Pour en arriver à cette conclusion, des scientifiques ont examiné le registre des consultations pédiatriques et psychiatriques aux services d'urgence du Cincinnati Children's Hospital Medical Center de Cincinnati (Ohio, Etats-Unis) de 2011 à 2015. Ils ont ensuite analysé les concentrations de particules fines dans les zones résidentielles des patients.

Les chercheurs ont constaté que les visites psychiatriques étaient plus fréquentes dans les un à deux jours qui suivaient une augmentation de niveau des particules fines.

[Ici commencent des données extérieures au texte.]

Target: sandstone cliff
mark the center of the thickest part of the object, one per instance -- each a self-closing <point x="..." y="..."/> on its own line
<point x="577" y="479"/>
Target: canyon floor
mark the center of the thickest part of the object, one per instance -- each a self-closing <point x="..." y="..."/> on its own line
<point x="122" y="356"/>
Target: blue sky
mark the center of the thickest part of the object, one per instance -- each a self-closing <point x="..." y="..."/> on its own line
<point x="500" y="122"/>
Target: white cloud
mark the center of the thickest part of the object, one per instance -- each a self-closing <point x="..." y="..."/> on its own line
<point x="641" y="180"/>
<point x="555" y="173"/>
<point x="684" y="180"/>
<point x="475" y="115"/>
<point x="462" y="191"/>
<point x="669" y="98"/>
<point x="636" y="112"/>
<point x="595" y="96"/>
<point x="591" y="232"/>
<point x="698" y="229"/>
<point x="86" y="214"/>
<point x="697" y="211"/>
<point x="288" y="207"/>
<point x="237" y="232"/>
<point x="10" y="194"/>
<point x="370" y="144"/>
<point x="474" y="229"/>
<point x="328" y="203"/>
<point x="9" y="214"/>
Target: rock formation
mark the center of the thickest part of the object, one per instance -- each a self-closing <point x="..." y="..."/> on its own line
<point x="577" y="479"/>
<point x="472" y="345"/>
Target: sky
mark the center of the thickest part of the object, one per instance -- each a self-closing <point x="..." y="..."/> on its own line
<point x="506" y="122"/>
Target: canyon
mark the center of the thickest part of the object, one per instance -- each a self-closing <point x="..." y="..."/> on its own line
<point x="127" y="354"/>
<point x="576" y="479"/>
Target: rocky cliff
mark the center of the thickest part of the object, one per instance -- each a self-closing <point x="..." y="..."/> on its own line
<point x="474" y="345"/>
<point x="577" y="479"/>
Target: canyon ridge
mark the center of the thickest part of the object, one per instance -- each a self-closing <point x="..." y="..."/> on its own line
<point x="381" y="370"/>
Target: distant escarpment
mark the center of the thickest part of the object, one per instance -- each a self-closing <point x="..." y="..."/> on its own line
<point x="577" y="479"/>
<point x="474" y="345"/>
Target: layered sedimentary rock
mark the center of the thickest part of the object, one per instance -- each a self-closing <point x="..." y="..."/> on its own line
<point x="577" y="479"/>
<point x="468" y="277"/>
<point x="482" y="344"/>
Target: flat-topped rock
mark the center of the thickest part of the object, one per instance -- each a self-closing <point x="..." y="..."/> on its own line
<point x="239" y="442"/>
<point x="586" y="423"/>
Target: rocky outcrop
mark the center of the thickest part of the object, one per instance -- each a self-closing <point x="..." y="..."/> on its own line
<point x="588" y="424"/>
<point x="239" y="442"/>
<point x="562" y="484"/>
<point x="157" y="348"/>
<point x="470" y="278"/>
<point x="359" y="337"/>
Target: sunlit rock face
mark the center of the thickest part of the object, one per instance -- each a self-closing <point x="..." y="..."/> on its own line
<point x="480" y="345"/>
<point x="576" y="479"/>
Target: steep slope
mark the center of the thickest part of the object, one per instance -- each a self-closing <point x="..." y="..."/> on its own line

Les résultats de cette étude, parue dans Environmental Health Perspectives, montrent des associations plus fortes chez les enfants vivant dans les régions polluées qui se sont rendus à l'hôpital en urgence pour cause d'anxiété.

Les chercheurs ont également constaté que les enfants vivant dans des quartiers défavorisés seraient plus vulnérables aux effets de la pollution de l'air que les autres enfants, en particulier pour les troubles liés à l'anxiété et au suicide.

Une autre étude, parue en août dernier dans Environmental Research, avait révélé que l'exposition à la pollution atmosphérique au cours de l'enfance était associée de façon significative aux symptômes de dépression et d'anxiété autodéclarés chez les enfants de 12 ans.